Complainer/Praiser
This morning while walking I realized that there are dueling opinions about the state of the world (mine and the greater one) that play out in my head. There’s the complainer and the praiser—the first is dissatisfied with my body, my thoughts, my environments, accomplishments, attitudes, my neighbors, friends, the president, air, water and noise pollution, and on and on and on. This one, the kvetcher, seems to think it’s important to be vigilant about what’s not perfect, dilapidated, sliding, tainted and just NOT RIGHT. There’s some kind of belief that enumerating these less-than-perfect attributes is important—that be doing so one (well, I) will be in a better position to improve them. If I don’t remind myself 20-30 times a day that my back would feel better, I’d drop a dress size and extend my life a few months if I lost twenty pounds, well then, I’m not doing my job, which is, of course, to improve, to attain what I know is possible and best for myself. Otherwise, gulp, I’ve failed, I’m a loser and I’ll be back next time around weighing 350 pounds and have to deal with it all over again, only worse.

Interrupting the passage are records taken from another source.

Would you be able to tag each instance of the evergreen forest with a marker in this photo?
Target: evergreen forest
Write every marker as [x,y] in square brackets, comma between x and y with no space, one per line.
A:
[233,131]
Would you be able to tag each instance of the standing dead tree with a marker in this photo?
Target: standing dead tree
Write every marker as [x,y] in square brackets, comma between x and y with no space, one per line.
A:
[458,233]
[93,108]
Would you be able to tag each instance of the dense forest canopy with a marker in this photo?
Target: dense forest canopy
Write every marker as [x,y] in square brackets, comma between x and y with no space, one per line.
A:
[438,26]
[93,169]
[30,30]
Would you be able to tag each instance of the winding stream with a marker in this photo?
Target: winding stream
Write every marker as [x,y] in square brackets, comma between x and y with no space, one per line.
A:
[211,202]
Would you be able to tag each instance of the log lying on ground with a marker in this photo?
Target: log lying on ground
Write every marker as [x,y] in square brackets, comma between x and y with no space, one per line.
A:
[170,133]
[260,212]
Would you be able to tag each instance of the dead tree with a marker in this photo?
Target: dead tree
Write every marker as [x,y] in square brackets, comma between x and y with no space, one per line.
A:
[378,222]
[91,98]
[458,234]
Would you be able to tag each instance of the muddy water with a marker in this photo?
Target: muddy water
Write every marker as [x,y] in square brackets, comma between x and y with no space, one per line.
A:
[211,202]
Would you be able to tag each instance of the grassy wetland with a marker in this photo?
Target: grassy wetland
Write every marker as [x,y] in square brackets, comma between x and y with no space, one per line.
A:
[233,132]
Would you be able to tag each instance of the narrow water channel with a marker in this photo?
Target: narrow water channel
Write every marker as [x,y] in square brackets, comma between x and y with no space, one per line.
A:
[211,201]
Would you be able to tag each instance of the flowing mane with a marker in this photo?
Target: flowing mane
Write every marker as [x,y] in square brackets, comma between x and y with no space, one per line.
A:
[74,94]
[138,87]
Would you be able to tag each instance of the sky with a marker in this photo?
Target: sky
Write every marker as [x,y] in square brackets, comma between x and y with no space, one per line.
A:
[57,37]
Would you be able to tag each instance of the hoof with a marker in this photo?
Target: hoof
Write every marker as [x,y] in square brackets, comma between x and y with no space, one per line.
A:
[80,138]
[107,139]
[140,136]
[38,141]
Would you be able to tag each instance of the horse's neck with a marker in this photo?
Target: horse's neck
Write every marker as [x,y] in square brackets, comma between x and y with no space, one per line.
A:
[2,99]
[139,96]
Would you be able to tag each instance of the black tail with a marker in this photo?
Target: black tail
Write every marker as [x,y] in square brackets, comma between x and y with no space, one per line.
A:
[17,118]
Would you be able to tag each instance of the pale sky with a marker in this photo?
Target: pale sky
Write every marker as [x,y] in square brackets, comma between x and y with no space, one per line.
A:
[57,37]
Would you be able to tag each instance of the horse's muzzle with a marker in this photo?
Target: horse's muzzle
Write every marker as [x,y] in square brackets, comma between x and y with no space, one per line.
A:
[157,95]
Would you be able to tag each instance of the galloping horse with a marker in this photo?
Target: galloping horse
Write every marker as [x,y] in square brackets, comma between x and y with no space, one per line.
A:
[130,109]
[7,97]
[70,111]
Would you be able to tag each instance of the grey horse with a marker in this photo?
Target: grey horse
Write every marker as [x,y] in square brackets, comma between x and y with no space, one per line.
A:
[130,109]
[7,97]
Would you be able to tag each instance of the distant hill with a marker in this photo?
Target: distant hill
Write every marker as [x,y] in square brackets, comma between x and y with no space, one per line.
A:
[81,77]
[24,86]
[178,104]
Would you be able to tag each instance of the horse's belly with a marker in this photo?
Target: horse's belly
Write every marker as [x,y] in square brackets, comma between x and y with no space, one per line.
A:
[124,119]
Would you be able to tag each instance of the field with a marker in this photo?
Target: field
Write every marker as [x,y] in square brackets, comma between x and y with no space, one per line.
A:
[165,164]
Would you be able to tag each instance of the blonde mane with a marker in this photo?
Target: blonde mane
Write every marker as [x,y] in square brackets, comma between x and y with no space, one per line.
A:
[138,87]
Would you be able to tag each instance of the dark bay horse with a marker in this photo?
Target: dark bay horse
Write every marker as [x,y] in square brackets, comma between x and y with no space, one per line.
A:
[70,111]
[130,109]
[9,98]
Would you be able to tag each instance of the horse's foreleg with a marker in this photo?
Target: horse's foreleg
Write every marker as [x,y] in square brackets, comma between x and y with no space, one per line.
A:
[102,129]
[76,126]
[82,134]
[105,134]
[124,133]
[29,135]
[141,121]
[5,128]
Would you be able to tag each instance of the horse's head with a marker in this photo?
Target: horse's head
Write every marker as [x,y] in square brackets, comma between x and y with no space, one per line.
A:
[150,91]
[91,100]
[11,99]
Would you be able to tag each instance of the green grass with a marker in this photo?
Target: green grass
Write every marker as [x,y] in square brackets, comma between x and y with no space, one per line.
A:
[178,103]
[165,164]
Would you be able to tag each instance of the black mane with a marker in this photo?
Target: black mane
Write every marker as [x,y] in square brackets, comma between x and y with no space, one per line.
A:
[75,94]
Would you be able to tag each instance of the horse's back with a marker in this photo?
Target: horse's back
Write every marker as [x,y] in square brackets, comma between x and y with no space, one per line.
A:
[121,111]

At our house here in L.A. we have a beautiful oval-shaped swimming pool in the back and a hot tub that we bought when we moved here. This morning, after walking the dogs and watering the plants I was feeling hot and sweaty so I jumped in the pool (which was pretty cold, since we don’t heat it) and then in the hot tub for a while, then back in the pool. Afterwards, I sat outside, relaxed, enjoying the sun. I realized it had been a couple of weeks since I had slowed down long enough to really see the world around me—the way the light plays off the water, the brilliant orange flower draping over the wall, the shimmer of the fichus leaves against the sky. Oh, I had noticed, but I hadn’t seen, hadn’t taken them in. My head had been too full of stuff that needs to get done, stuff I need to figure out, stuff I believe or don’t believe, blah, blah, blah. You know what I mean.
So, sitting there I felt the presence of gratitude, of the praiser, inside—in awe of the wonder of existence. I started thinking about the difference between the perception of how screwed up everything is and the perception that everything is just as it is supposed to be. Listening to the traffic out on the street and thinking of the people in the cars, in the malls, at work, at home, all across the country and the globe—thinking how few of them, how very few of them, ever stop, ever give over to the fragility of their lives, the precious moments that slip by, slip by, and are gone. It made me wonder what would happen if, instead of the bravado and posturing of politicians (like what we witnessed at the U.N. this week), these leaders, these men and women went together on a retreat to meditate, chant, write, speak in a scared circle, tell their stories, if they got real, and felt each other and the pain inside each other’s hearts. I wonder what would happen if each of us vowed to go past the fear and anger that masks our vulnerability and decided it was okay to weep at the sight of beauty, to sing out the truth, to affirm every moment of every day that what is here, what is now, will not always be, that we are here only temporarily and what we do while we are here is the legacy we leave those who come after us—our children and their children.
I’m not sure if the complainer will ever completely fade out of my head. She’s pretty tenacious. I’m thinking though, if I make the effort to slow down and catch up with myself, take in what “is” and see it as so very right and so very perfect—I might just get the upper hand. I’m not naive enough to think that I’ll see President Bush and Venezuelan President Hugo Chavez sit side by side in a seminar to learn “nonviolent communication” and heal their differences. It does occur to me though, that the most important work being done on this planet today is by those who attend those conferences, who do go to meditation and poetry and yoga retreats. As often as it has been quoted, what MhaAtma Ghandi said will always ring true, “Be the change you wish to see in the world.” It’s the only thing we really have control over, our hearts, our minds, the way we see each other as we walk down the street, the way we see ourselves when we look in the mirror. Why not live in kindness, in hope, in gratitude? Why not?